Now, with one website landing page, everything has changed again. Bagboy is the first new music from Pixies in nine years, since the Deal-penned Bam Thwock landed as an iTunes exclusive single, and a hint at a first full-length since 1991's 'Trompe Le Monde'. As shocks go, this one was as sharp as one of the band's angular guitar breaks.
Kicking off with a fuzzy, two-note bassline, the track's thick production initially hints at something different before Francis' vocals bring it all flooding back. “Cover your breath, polish your teeth,” goes the song's repeated refrain, with David Lovering's drums thudding through at the top of the mix.
It could only be them, and it doesn't come as a surprise that the track's constituent parts have been knocking around for several years. Disconnected, abstract lyrics battle with snatches of off-kilter guitar before a huge, melodic riff spins the song off into a chorus underpinned by vocals from Deal – we can only assume - and squalling high notes.
“The lyrics, coincidentally, were composed at a Starbucks Coffee in Harvard Square in Cambridge, about a hundred feet from where, 25 years ago, I composed some of the lyrics to an old Pixies song called Break My Body,” Francis said.
“Twenty five years later, some Starbucks in Harvard Square, I thought that was kind of interesting. The music for the song has been around for a few years. There are some demos I made with Joey and David a few years ago in Los Angeles, related to a film idea that still has yet to see the light of day, although work on the music continued.”
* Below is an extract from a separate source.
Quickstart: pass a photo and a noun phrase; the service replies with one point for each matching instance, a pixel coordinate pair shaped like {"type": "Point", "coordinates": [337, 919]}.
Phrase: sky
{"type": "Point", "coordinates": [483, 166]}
The song's conclusion is its greatest triumph, a stomping, powerful mess where Francis' shouts mash together perfectly with the backing vocals. It's vintage Pixies and even after all these years, that's a really, really good thing. There's no telling whether a new record is on the way, or whether the band will replace Deal, but just for now, Bagboy is pretty convincing evidence that they are still alive and kicking.